Thursday at QuakeCon 2010, id Software co-owner and CEO Todd Hollenshead said that the company will not license out id Tech 5 to third party developers and publishers. This is a first for id Software, as it has licensed game engines without 3rd-party restrictions since the days of Doom (aka id Tech 1).
But things are different now. The infamous development studio is now part of the ZeniMax Media collective, joining the parent company's ranks last year. With that said, the latest id-developed game engine will be a ZeniMax/Bethesda exclusive, essentially making it unavailable to rival publishers and their associated developers.

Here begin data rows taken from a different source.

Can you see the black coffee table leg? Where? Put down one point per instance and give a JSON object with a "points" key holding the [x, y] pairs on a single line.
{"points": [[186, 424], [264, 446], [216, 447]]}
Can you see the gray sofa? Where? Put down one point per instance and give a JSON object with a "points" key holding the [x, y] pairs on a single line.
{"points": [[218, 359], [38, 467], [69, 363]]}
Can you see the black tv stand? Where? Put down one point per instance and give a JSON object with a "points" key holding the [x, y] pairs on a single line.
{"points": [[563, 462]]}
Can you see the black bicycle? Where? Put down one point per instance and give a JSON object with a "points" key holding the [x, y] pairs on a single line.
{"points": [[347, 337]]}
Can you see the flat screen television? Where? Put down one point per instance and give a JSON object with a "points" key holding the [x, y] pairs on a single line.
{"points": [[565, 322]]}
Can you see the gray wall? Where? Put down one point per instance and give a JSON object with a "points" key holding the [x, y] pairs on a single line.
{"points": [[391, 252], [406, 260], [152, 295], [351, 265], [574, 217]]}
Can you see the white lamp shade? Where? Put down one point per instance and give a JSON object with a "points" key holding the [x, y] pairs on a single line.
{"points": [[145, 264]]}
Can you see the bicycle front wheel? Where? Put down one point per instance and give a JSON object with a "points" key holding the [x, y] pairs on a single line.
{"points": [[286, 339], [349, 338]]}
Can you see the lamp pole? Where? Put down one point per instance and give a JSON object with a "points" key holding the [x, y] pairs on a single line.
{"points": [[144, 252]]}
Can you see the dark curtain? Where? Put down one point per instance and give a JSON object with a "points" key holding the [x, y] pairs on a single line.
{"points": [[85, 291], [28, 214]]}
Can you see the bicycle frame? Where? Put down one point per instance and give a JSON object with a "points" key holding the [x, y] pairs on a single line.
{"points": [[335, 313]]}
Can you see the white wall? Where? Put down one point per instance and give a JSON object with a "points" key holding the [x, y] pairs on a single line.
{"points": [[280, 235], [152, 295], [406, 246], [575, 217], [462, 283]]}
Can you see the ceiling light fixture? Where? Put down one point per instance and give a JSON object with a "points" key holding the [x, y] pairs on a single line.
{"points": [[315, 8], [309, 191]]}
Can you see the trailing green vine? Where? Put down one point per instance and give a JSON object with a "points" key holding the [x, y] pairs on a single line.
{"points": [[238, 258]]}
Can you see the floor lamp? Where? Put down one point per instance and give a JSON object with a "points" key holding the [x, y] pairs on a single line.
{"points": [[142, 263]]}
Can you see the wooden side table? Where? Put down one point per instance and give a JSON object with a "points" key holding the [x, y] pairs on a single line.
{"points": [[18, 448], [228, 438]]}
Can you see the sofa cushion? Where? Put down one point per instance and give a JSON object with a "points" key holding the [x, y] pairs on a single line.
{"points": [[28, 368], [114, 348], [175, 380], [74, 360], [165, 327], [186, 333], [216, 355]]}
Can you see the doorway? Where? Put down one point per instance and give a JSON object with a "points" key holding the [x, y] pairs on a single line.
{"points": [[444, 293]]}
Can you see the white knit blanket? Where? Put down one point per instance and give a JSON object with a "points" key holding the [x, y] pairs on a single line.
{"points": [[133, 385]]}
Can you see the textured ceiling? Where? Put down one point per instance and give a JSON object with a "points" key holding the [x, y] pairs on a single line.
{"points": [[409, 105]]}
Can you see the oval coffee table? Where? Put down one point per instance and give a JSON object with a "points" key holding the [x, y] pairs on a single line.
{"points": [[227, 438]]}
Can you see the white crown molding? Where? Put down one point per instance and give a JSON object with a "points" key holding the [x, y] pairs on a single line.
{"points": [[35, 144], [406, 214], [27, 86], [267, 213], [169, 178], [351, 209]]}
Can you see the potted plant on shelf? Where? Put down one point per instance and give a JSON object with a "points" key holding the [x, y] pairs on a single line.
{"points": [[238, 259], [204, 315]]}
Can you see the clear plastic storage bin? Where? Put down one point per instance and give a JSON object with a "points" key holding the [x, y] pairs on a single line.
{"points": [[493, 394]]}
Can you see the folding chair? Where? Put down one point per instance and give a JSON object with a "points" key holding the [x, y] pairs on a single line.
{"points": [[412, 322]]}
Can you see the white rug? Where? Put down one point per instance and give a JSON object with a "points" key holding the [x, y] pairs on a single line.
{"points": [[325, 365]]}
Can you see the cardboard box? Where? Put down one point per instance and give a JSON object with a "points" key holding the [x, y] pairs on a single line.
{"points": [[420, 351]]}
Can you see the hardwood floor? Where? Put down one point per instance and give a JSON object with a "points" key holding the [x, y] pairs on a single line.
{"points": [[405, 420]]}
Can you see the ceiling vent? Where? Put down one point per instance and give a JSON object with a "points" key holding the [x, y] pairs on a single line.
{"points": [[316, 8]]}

"It's like, look, this is a competitive advantage and we want to keep it within games we publish - not necessarily exclusively to id or id titles, but if you're going to make a game with id Tech 5 then it needs to be published by Bethesda, which I think is a fair thing," he said in a recent interview.
Truth be told, only a handful of developers actually used an id Tech engine--Raven Software, Ritual Entertainment, Ion Storm, Valve Software, Gray Matter Interactive, Rogue Entertainment, Splash Damage and a few others. The list is miniscule when compared to Epic's Unreal Engine which comprises of an obscene number of developers, games and publishers.
"I think that [Epic] made a strategic choice to focus on the middleware service stuff, and we never pretended to be focused on technology licensing," he said. "It was that we made the technology for our games, and the philosophy was that with the one team the technology was wasted if you're just using it on one game, so we wanted to be able to license it out to a small number of developers."
"Epic's made a good business out of that so kudos to them, but I wouldn't change the way we've done things," he added.